Rabu, 06 Februari 2008

Kesetiaan, Idealisme dan Heidy........


Lama berselang saya meninggalkan kampung halaman saya....., meninggalkan sanak saudara saya....., meninggalkan teman-teman saya dan juga meninggalkan kekasih saya. Saya memang pergi tapi untuk kembali. Ada satu yang saya katakan kepada Heidy. "Kesetiaan itu butuh ujian". Sebagaimana layaknya kita mesti setia terhadap Iman percaya kita, setia terhadap sumpah jabatan, setia terhadap keadilan dan kebenaran.

Saya sadar sepenuh-penuhnya, bahwa terkadang begitu banyak perpecahan yang terjadi, begitu banyak kejatuhan yang terjadi baik di dalam lingkup gereja, masyarakat maupun interpersonal adalah karena kita kurang setia. Kita tidak cukup setia dengan janji kita. Saya pernah gagal, sebagaimana banyak orang lain yang gagal mempertahankan janjinya. Tapi saya selalu berusaha untuk tetap setia dengan keyakinan saya, iman saya dan cinta saya. He..he..he...makanya saya selalu bilang begini ke Heidy (walau sesungguhnya dia tidak pernah mempertanyakan hal itu).... "Ngana nyanda usah ragukan atik pe kesetiaan, kwa!" (kamu tidak perlu meragukan kesetiaan saya). Biarlah waktu yang mengatakan.....

Hari itu, 31 Januari jam 7 pagi, dia marah-marah . Kebetulan dia lagi dinas luar kota, dia ada tugas mengaudit salah satu bank di Kotamobagu. Alasannya untuk marah-marah tidak cukup masuk akal bagi saya, tapi itulah.....Soekarno bilang itu sebagai "bunga-bunga kehidupan". 'Baku marah-baku sayang' itu adalah penambah semangat hidup. Fenomena yang tidak dapat kita sangkal. Malah bagi saya itu yang bikin gairah kehidupan semakin hidup dan membumi, membuat semakin rindu. Tidak datar-datar saja dan tidak membosankan. Justru ada gairah adu argumentasi disana, ada uji mental dan test kamapuan berdebat. He..he..he....kadang kalau sudah tersudut kunci saja dengan kalimat "............"; Nanti Heidy yang isi dan lengkapi sendiri titik-titik itu, sebab cuma dia sendiri yang tau.

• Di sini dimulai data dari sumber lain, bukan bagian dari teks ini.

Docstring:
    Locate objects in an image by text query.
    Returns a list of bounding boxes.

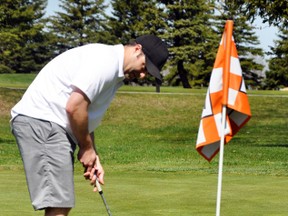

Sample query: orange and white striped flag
[196,22,251,161]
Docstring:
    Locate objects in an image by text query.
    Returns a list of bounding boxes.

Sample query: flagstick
[216,20,233,216]
[216,106,227,216]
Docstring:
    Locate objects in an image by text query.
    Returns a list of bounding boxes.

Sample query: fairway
[0,80,288,216]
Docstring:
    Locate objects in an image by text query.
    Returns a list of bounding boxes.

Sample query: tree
[109,0,166,44]
[161,0,219,88]
[226,0,288,26]
[0,0,49,73]
[48,0,110,55]
[265,27,288,89]
[216,1,264,88]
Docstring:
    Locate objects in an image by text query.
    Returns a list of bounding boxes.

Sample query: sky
[46,0,277,52]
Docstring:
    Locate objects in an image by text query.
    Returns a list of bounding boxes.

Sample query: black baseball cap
[135,35,169,81]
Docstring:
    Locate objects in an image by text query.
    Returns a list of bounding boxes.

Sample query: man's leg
[45,208,71,216]
[12,116,74,215]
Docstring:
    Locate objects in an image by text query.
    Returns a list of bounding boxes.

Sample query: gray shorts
[12,115,76,210]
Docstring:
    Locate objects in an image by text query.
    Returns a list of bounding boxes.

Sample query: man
[11,35,168,216]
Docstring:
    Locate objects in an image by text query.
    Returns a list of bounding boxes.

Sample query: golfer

Betapa penting mengutuhkan kembali sisi-sisi kehidupan kita yang telah tercabik-cabik. Antara ego dan superego. Antara nilai yang satu dan nilai yang lain. Antara yang individual dan yang sosial. Antara yang ideal dan yang real. Antara teori dan praktek.
Seorang Karl Marx menyerang agama-agama didunia ini oleh karena menurutnya idealisme agama-agama itu menjulang ke langit. Tinggal menetap diatas awan-awan. Tetapi tidak pernah menukik kebawah untuk mengubah realitas yang sebenarnya. Begitu juga peringatan Fransiskus dari Assisi, supaya perbuatan kita menyatu dengan perkatan kita. " Kecuali kita menyatakan kehendak Tuhan di mana saja kita berada, tak ada gunanya kita pergi ke mana-mana untuk mengatakannya. "
Dalam setiap sisi kehidupan manapun, kalau kita bisa pegang kata-kata kita, kalau saja kita bisa selalu melakukan apa yang kita katakan. Berusaha untuk menjaga idealisme kita dengan tindakan nyata. Menjadi idealis yang realistis. Maka kecerahan dan sukses akan selalu menunggu di depan kita. We can see the light at the end of the tunnels.

Akhirnya, malam ini ijinkanlah saya mengucapkan "selamat tidur Heidy, selamat tidur sayang". Biarlah mentari esok menyambutmu dengan segala kecerahan dan keceriaannya. Mimpikan dan impikan malam ini dalam tidurmu supaya ada harapan cerah dan gemilang bagi negeri kita bernama Indonesia ini, sebagaimana pula hubungan kita.